C. Fish that cannot be landed due to quota restrictions or catch percentage rules
This is fish of all sizes that could command a good market price but the vessel does not have quota for and the fishermen are forced to go against their instinct and discard valuable fish.
Sometimes the skipper could lease quota to allow him to land this fish, but with the current cost of leasing being viable only for the best fish at the best market prices, many skippers have no option but to dump good fish. This is the category that is the most difficult to efficiently prevent capturing through gear alterations and modifications, because many of the gears have been developed over the past 60 – 70 years to catch this class and species of fish.
There is no real incentive for the industry to spend a lot of time, money and effort in redesigning the gear to avoid capture of these vulnerable species because stock assessments and/or quota allocation may change in the future.
D. Crustacea, benthic debris, etc
This is the category that fishermen would hardly class as discards as many of them have no market value. Also the amount of this type of discard caught in any gear depends very much on the gear type, and there will be a big variation in the quantity caught.
Many gears that are rigged to work just lightly on, or actually clear of the seabed, will have zero discards in this category. Other gears that are designed to catch fish and shellfish that live tight on the seabed will have large proportion of their catch as category D discards, unless the gear has already been modified to reduce the retention of this class of discards.

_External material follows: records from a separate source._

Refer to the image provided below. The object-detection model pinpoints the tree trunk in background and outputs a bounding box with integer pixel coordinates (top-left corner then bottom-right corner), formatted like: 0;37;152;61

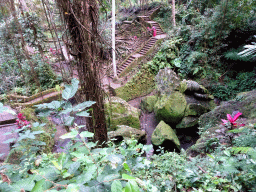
172;0;176;27
57;0;107;144
9;0;40;87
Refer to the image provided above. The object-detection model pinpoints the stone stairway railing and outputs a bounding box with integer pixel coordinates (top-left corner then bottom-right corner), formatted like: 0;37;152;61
110;7;166;79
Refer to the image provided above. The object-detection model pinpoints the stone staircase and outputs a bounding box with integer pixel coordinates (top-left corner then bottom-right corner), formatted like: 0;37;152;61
109;7;166;79
139;37;157;55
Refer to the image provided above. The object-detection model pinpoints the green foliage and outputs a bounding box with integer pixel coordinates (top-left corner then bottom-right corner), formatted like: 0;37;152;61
0;129;152;192
146;38;181;75
209;72;256;101
238;35;256;57
233;128;256;147
115;67;155;101
36;78;95;126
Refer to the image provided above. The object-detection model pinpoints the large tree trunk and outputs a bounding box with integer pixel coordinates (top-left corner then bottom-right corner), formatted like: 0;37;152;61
172;0;176;27
57;0;107;144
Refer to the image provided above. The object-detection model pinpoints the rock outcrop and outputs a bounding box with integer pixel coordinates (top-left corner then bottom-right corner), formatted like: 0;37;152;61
151;121;180;148
105;97;140;131
187;90;256;154
154;91;187;124
155;67;180;95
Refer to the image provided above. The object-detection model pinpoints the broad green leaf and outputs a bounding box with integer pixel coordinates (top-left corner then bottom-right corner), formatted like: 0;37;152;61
111;180;123;192
108;155;122;164
60;129;78;139
52;161;62;171
142;144;153;153
80;131;94;137
128;180;140;192
12;176;35;191
47;101;62;110
206;153;215;159
3;132;12;135
66;183;80;192
76;110;90;117
64;116;75;126
32;131;44;135
103;174;120;182
73;101;96;112
31;179;45;192
124;182;133;192
2;138;16;144
122;174;135;180
68;162;80;175
76;164;97;184
123;163;132;173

Because this type of benthic debris can damage the catch, resulting in poorer prices on the market, and there is the possibility of severe gear damage with it, many skippers have already modified their gear to reduce the quantity of benthic debris entering the trawl.
Find out exactly how much is being discarded
Before we can address the problem, we need to determine exactly how much fish, and of which species, are being discarded. It may be worthwhile for a skipper to make some elementary estimations of their catch profile.
All skippers can accurately judge the bulk of the catch as it comes aboard and is emptied into the hopper, usually this is measured in boxes. From this figure, subtract the number of boxes of fish and nephrops filled in the fishroom. Then ask ‘what is the rest?’ It’s discards!
There will be a percentage of the discards from the conveyor that will be nephrop heads and fish guts, but most skippers will be surprised how much actual fish they are discarding.
If a further check is required, collect a half basket of what is going over the side from the conveyor and pick out all the fish (including the ones that are only 50mm long), and sort them into different species. Now estimate how much of each species would have been in the whole catch, then the work it out for the entire trip, then calculate for a year. It will probably come out to a horrendous figure.
Don’t console yourself saying ‘it is just small fish’; they still count as one discard - whether the fish are 50mm long or 500mm long! If they had not been caught and discarded dead or dying they could have lived on and have spawned, at least once, and then be available to catch at a marketable size. Even if only 30% survived to this stage, imagine how much fish could be in the sea.